La mayoría de los ingenieros piensan que el secreto para reducir las facturas de energía es simplemente añadir más aislamiento. Entiendo eso; esa es la forma tradicional de pensar. Pero si se trata de una línea de producción de pan de alta capacidad, el verdadero ahorro no se logra en las paredes del horno, sino en el elemento calefactor.
Usamos calentadores infrarrojos de un solo tubo por una razón simple: no hay retraso en su funcionamiento.
Aquí está el problema con esas bobinas resistivas estándar que probablemente han utilizado durante años: retienen una gran cantidad de calor.

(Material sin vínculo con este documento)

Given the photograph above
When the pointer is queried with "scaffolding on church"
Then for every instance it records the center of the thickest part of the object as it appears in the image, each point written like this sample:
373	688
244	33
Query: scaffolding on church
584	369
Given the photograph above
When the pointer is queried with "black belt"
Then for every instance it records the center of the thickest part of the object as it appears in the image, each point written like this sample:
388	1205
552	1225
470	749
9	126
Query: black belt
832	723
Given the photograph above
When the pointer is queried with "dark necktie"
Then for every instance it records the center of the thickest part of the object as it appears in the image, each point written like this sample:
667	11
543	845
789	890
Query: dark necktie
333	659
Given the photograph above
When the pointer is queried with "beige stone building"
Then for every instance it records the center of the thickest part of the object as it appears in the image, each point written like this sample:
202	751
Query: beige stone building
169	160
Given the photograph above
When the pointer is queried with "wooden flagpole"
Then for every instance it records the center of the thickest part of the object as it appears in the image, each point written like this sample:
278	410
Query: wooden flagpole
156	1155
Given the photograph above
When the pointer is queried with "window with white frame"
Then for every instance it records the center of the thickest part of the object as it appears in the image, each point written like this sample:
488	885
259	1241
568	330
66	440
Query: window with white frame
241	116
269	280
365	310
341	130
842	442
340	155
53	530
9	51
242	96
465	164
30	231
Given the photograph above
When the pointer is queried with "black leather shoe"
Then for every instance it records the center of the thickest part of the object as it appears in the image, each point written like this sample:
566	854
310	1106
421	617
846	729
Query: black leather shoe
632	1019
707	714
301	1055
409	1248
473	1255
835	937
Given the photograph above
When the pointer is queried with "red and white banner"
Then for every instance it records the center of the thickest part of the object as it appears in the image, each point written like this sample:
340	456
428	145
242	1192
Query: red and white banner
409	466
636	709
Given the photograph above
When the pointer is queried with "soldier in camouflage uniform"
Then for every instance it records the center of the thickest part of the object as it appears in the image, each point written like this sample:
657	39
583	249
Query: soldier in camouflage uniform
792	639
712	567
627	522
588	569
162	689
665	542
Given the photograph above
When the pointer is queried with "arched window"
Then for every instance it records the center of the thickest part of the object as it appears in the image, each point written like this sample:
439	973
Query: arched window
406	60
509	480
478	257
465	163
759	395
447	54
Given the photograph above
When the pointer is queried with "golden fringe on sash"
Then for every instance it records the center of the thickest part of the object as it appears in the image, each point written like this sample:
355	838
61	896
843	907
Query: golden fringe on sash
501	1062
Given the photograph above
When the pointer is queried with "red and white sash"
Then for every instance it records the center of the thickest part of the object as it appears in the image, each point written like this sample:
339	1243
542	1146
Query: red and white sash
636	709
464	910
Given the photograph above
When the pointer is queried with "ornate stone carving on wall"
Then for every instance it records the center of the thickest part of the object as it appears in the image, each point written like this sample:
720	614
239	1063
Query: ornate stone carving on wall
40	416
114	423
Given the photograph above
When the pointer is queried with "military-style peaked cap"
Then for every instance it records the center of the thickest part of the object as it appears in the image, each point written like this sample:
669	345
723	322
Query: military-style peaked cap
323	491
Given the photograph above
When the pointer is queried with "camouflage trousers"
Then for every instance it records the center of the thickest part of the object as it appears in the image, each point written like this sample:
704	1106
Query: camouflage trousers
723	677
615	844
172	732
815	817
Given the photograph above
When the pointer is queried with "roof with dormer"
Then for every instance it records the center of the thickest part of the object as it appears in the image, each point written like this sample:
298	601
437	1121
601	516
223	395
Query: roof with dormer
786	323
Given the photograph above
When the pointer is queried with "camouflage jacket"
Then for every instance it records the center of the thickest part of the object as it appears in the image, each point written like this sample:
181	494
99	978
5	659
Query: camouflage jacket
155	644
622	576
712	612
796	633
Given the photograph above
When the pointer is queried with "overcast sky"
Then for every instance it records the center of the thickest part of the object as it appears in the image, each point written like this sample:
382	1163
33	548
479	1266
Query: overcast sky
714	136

Incluso después de que el controlador ordene que se detengan, siguen liberando calor en el horno durante varios segundos.
Es como tratar de detener un tren de carga: no basta con pisar los frenos para que se detenga al instante. Eso genera un exceso de calor. Para evitar que la temperatura suba demasiado, uno debe bajar el punto de temperatura o aumentar la potencia del sistema de refrigeración. En cualquiera de los casos, se está desperdiciando electricidad.
Nuestros tubos infrarrojos de onda corta son diferentes. Cuando el PLC interrumpe el suministro de energía, el calor disminuye casi al instante. Es muy rápido.
Debido a esta rápida respuesta, se logra un rango de temperatura preciso. Ya no hay necesidad de desperdiciar energía luchando contra el propio equipo.
Nosotros fabricamos estos dispositivos con cuarzo de alta pureza. Eso permite que el filamento funcione a altas temperaturas sin que el tubo se derrita. Al concentrar toda esa energía en un único tubo, el calor llega directamente a la masa del pan. Sin intermediarios. Sin pérdida de aire.
Pero hay algo importante que debieran saber: no se pueden conectar estos dispositivos a un sistema antiguo y lento. Se necesitan controladores PID precisos. Si sus sensores son lentos, nunca podrán aprovechar las ventajas de esta rápida respuesta.
Pero, sinceramente, hay un sacrificio que hacer. El cuarzo es frágil. No es como el acero inoxidable; no puede soportar muchos golpes. Si su horno vibra mucho o su personal no tiene cuidado al limpiarlo, es posible que los tubos se rompan.
Es una elección. Se sacrifica un poco de “resistencia industrial” a cambio de una reducción significativa en la cantidad de energía que se gasta por cada pan producido. Para la mayoría de mis clientes, ese es un sacrificio que están dispuestos a hacer.